Erstellt am: 21. 10. 2016 - 12:17 Uhr
Biedere Fassade, dunkler Kern
Ein Film, der einen Buchhalter portraitiert? Das könnte beispielsweise eine sarkastische britische Komödie sein. Oder ein spröde inszeniertes Drama eines Regisseurs der Berliner Schule, mit diversen Seitenhieben auf den Neoliberalismus. Oder auch eine zeitlupenartige Sozialstudie aus Japan, rund um einen lebensmüden Buchhalter, man kann sich den Text dazu im Viennale-Katalog schon gut vorstellen.
"The Accountant" ist aber ein aufwändiger Hollywood-Thriller mit Ben Affleck. Und es geht darin um einen autistischen Steuerberater, der für internationale Verbrecher-Organisationen Geld wäscht. Ach ja, und dieser Christian Wolff wurde übrigens von seinem hochrangig dekorierten Army-Vater von Kindheit an zu einer Killermaschine trainiert.
Was sich offensichtlich nach gewagtem Edel-Trash und schwarzer Action-Komödie anhört, ist allerdings über weite Strecken sehr ernst gemeint. Ben Affleck, der den "Accountant" mit verbissener Miene spielt, sieht den Film als Plädoyer für das Anderssein und recherchierte, zusammen mit Regisseur Gavin O'Connor, monatelang autistische Verhaltensweisen. Im Interview, dass ich in London mit ihm führen durfte (siehe unten) betont der Schauspielstar die humanistischen Bemühungen, die hinter diesem Filmprojekt stecken.
Warner
Verschwurbelter Genremix mit Comictouch
Ben Afflecks Pochen auf Seriosität wirkt jedoch reichlich absurd, wenn man sich die Story von "The Accountant" näher ansieht. Scheinbar gewissenlos arbeitet die Titelfigur für die Mafia und sämtliche globalen Terror-Gruppierungen, bis die US-Steuerbehörde dem vermeintlich biederen Christian Wolff auf die Spur kommt. Um von seiner Geheimexistenz abzulenken, nimmt das autistische Zahlengenie zur Abwechslung einen normalen Auftrag an. Aber just dieser Job erweist sich als größte Gefahr, als eine junge Buchhalterkollegin (Anna Kendrick) eine ungewöhnliche Entdeckung in den Jahresbilanzen dieser Firma macht.

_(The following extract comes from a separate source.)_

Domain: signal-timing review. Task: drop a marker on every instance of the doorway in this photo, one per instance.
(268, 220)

Im Vorfeld wurde "The Accountant" als überfälliger Thriller für Erwachsene angepriesen, wie es sie im New Hollywood der 70er Jahre immer wieder gegeben hätte. Jedenfalls als Antithese zur Diktatur der Comic-Blockbuster, die in den Multiplex-Kinos regieren. Bei
genauerem Hinblicken ist die abstruse Geschichte von Christian Wolff aber auch ein Superheldenfilm. Der millionenschwere Buchhalter, der im geheimen Wohnwagen lebt und sämtliche Kampfkünste beherrscht, ist nicht weit weg von Batman, der anderen Figur, die aktuell mit Ben Affleck assoziert wird.
Warner
Der Comic-Touch wäre nicht störend und gegen einen verschwurbelnden Genremix könnte man auch wenig einwenden, wenn der Film nicht ein anderes Problem hätte. "The Accountant" entpuppt sich leider als Ensembledrama. Unzählige Figuren mit dunkler Vergangenheit haben in dem überkonstruierten Drehbuch ihren Auftritt, bis am Ende alle Fäden bemüht clever zusammengeführt werden.
Dass auch in Nebenrollen großartige Schauspieler wie J.K. Simmons, Jon Bernthal oder John Lithgow glänzen und die handfesten Gewaltsequenzen im besten Sinn an die prädigitale Ära erinnern rettet den Film nicht wirklich. Ich für meinen Teil hätte mir wohl von Ben Affleck, der vom aalglatten All-American-Boy zu einem Spezialisten für verbitterte, defekte und rabiate Antihelden mutierte, eine eindringliche Psychostudie gewunschen. Wenn die Kamera ganz nahe beim "Accountant" und seinen einsamen Ritualen verharrt, flackert etwas von dem düsteren Potential auf, das in dem Film eigentlich steckt.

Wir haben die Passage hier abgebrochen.